Question #2: How many days have passed since the invoice was posted?
By choosing the Aging Method of Transaction Date, you are asking NAV to age each bucket on your aging in intervals based on the Posting Date. This is sometimes confusing to new users since on both the purchase and sales invoice forms, the two available dates are posting date and document date. The posting date should always be the date you want to post the invoice to your books and therefore the fiscal period the invoice will report in. For the purposes of your aging reports, posting date is equivalent to transaction date.
Question #3: How many days have passed since the vendor billed us – or – since we billed the customer?
By choosing the Aging Method of Document Date, you are asking NAV to age each bucket on your aging in intervals based on the Document Date. This one makes a little more sense to folks because at least the terms are the same. But darn us accountant types, we often call the document date the invoice date when we’re referring to it. Basically, this date should be the date your vendor has provided on the invoice, or from the customer side, the date you shipped and therefore the date you provided on the invoice to the customer. Any payment terms defined on the account will use the document date to calculate the due date.
An example of two invoices shown with all three aging methods
In a perfect world, our posting dates and document dates would all be the same. Let’s pick a perfect example with posting date of 11/01/10 and document date of 11/01/10 and payment terms of Net 21. This would calculate a due date of 11/22/10 on this invoice.
Then let’s pick an imperfect example. Let’s pretend someone at our company turned in that 11/01/10 invoice sometime in December, after the November books were closed. We still need to book this late invoice, so we’ll choose a posting date of 12/01/10, but since it was not the vendor’s error, we’ll use their invoice date of 11/01/10 in order to calculate the payment terms correctly.

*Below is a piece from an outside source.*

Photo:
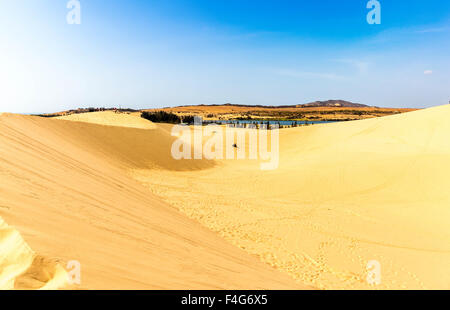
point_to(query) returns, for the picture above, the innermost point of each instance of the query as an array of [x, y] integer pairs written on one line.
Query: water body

Now, let’s look at an aging as of December 15th, 2010, all three ways. Take note that for all three methods, the balance due is exactly the same. The differences appear in how the aging buckets are defined and how transactions age into the different buckets.
Aging Method of Due Date
Key difference here is the aging buckets start calculating at the due date, so you’ll see column headers of current, up to 30 days, 31-60 days and over 60 days only when using this aging method.
Aging Method of Transaction Date
This aging is based on the posting date, the date that corresponds to the fiscal period you posted the invoice in. Note the late invoice with a 12/1/10 date shows as current.
Aging Method of Document Date
This aging has the same buckets as the one run with transaction date, but is based on the document date or invoice date.